Entre sus escritos más recordados destacan el sublime poema La casita blanca de 1872 y su ensayo Cosas sabidas y cosas por saberse de 1856, el cual es considerado una de sus obras más fuertes.

Fue electo miembro correspondiente de la Real Academia Española de la Lengua, en 1869. Asimismo, fue integrante de la generación intelectual de la Independencia y redactor del Código Penal de Venezuela.

Falleció el 8 de julio de 1881, a los 63 años de edad, en Caracas.
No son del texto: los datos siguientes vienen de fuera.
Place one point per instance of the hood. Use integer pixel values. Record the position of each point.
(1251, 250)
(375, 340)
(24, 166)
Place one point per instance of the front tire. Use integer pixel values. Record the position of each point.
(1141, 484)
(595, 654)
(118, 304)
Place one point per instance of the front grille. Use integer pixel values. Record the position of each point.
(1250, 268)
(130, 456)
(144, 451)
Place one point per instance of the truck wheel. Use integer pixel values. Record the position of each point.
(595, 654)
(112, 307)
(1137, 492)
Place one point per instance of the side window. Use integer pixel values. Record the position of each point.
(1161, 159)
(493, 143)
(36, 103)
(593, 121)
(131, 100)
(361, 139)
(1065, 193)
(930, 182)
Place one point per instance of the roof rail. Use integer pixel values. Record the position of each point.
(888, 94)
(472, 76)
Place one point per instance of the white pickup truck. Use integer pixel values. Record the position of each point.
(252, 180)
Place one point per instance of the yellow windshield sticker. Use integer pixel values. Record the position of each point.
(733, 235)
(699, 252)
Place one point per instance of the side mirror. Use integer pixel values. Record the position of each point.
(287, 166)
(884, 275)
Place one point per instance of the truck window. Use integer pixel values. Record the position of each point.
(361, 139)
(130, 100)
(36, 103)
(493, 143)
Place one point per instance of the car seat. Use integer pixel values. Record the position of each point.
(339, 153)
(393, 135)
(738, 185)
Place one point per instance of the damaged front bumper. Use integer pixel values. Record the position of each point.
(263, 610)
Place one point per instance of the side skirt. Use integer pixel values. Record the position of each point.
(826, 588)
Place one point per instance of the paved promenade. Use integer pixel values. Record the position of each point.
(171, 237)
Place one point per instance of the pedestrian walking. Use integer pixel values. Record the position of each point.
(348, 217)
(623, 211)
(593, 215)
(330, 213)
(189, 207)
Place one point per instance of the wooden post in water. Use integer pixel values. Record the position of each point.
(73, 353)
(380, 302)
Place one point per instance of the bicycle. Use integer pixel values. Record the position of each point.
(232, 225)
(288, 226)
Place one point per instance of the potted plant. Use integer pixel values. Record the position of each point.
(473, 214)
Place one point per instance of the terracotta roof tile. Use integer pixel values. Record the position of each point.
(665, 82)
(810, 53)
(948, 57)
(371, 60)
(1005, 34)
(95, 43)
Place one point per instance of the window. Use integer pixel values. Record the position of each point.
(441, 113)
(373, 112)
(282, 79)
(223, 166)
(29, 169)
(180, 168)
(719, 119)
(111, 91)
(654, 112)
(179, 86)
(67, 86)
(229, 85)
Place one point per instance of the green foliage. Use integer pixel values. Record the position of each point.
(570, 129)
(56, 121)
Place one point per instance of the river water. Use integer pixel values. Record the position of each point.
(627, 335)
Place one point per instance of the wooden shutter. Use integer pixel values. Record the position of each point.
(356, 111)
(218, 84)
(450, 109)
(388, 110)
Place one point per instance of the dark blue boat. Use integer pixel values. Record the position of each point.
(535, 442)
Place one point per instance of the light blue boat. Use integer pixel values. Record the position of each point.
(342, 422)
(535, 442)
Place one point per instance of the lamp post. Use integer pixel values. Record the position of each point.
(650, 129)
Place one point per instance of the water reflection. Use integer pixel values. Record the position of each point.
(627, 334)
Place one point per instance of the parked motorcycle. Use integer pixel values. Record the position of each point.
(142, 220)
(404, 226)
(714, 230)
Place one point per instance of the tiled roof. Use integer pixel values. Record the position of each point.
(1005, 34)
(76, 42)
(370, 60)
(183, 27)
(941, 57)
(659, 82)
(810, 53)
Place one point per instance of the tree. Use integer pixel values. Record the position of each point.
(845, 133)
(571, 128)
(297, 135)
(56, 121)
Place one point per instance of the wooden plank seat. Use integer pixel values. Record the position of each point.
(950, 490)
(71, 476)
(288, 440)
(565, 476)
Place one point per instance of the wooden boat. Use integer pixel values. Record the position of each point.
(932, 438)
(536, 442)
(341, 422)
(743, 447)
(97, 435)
Sus restos mortales reposan en el Panteón Nacional desde el 5 de julio de 1937.

Hoy día es uno de los personajes históricos más influyentes del país, sus obras fueron de gran importancia, tanto que una Universidad lleva su nombre. La Universidad Católica Cecilio Acosta, donde sus carreras están inclinadas a la excelencia académica y compromiso social.